Anomaly detection involves identifying abnormal events, changes, or shifts in datasets. It aims to identify events or items that do not match the expected pattern. Unfortunately, anomaly detection has been made more difficult by big data.
Banks store and process huge amounts of data every day. With the transition from traditional banking to online banking, the need to safeguard this data is a priority for bankers for the well-being of customers and themselves.
Identifying unusual activities since they differ largely from normal activities is important in the banking industry. These anomalies can result from technical glitches, consumer behavior changes, accidents, malicious attacks, or incompetence. Anomaly detection raises alarm on suspicious incidents, such as money laundering, network intrusion, identity theft, account takeover, or fraud.
Human experts - no matter how well-trained - cannot practically cope with the ever-changing massive data points. Training machines, a process known as machine learning, is beneficial to an organization since it can handle huge data, do real-time comparisons, and is less expensive.
For an anomaly detection system to be effective, it should handle varying magnitudes of data, whether large-scale or small-scale. It should also account for frequency, referring to the rate at which data is likely to change, and whether the system used is static or dynamic. Three, conciseness or whether the system result should be at each metric level or the whole picture result is another consideration.
The anomaly detection system must have the ability to provide real-time results. A decision should be made on what period the anomaly is reported after detection. Whether immediately or after some given time. The last characteristic is whether the anomalies are defined or known prior and whether they can be grouped in the future.
In anomaly detection, there are three ways of going about it: unsupervised model, hybrid system, and manual system. An unsupervised model employs artificial intelligence and machine learning algorithms to pinpoint abnormal patterns without human assistance. In the current world of instant payments, machine learning is the most efficient for detecting strange patterns and returning real-time results.

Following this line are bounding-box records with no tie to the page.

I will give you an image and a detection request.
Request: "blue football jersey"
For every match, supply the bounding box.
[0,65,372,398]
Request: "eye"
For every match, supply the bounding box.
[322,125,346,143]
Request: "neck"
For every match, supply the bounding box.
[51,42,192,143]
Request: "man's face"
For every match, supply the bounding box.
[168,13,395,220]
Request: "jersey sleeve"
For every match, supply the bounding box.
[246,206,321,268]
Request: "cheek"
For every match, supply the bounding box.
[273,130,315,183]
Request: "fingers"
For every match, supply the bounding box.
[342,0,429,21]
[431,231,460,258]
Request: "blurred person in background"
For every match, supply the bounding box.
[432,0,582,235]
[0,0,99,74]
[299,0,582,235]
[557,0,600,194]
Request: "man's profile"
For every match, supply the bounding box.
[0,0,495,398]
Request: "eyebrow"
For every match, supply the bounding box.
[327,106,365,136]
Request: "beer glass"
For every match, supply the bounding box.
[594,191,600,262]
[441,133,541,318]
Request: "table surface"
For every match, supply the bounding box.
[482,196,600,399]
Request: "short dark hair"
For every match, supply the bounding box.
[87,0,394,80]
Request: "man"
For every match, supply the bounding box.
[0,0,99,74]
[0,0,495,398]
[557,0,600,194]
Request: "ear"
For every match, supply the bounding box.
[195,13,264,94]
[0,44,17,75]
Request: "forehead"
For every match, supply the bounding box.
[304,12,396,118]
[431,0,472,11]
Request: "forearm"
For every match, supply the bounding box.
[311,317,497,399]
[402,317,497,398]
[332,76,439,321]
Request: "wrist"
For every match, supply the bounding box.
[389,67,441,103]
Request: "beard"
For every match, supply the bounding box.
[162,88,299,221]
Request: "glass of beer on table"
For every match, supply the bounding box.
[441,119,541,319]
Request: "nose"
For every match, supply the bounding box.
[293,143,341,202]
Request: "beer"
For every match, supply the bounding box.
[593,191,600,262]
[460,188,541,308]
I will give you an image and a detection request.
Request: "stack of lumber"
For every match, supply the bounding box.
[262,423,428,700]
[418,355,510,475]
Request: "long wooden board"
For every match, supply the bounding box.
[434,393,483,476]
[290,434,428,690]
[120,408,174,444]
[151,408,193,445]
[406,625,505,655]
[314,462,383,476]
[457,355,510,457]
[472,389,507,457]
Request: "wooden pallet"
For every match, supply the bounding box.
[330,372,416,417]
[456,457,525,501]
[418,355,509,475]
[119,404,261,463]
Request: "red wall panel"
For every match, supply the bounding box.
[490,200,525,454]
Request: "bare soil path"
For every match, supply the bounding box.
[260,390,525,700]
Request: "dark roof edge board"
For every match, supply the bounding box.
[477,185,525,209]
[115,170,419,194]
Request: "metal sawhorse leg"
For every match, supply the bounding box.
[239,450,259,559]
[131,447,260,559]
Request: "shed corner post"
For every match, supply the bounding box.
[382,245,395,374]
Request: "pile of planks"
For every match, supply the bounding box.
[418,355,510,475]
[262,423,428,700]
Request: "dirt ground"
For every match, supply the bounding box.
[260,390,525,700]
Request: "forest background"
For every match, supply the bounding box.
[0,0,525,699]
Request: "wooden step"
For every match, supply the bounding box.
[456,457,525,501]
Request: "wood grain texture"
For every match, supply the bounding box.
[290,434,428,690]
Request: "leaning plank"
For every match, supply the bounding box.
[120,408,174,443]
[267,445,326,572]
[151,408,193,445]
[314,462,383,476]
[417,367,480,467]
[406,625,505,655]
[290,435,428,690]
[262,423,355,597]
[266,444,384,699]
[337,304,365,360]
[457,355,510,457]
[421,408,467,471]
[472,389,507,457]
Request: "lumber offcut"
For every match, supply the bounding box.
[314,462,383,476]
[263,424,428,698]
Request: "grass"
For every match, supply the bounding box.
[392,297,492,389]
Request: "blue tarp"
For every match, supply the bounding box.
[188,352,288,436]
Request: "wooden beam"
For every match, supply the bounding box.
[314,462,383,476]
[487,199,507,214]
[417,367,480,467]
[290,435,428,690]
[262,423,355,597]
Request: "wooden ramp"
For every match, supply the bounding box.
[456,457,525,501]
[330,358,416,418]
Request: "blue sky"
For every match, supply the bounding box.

The hybrid system is a strategy that employs both humans and machines. With experts defining what is normal and what is not. The machine picks what it has been trained as abnormal. The downside of this is the dynamic nature of data and associated threats.
For the manual system, a data professional helps to study charts, trends, graphs, meters, and other information, and apply industry knowledge to flag suspicious patterns. This method is time-consuming, prone to error, and unsustainable.
In the above three methods, using artificial intelligence, machine learning, and analytics in the banking industry is the most effective method in anomaly detection. This helps deal with new fraud patterns in multiple streams effectively. This is made effective, especially by task automation which saves banks valuable time and reduces the required personnel. Consequently saving costs.
Artificial intelligence also helps lower false positives. This is a situation where a genuine transaction is flagged as false. This situation irritates consumers and may hurt the bank's reputation. However, when artificial intelligence, if properly executed, can lower cases of false positives.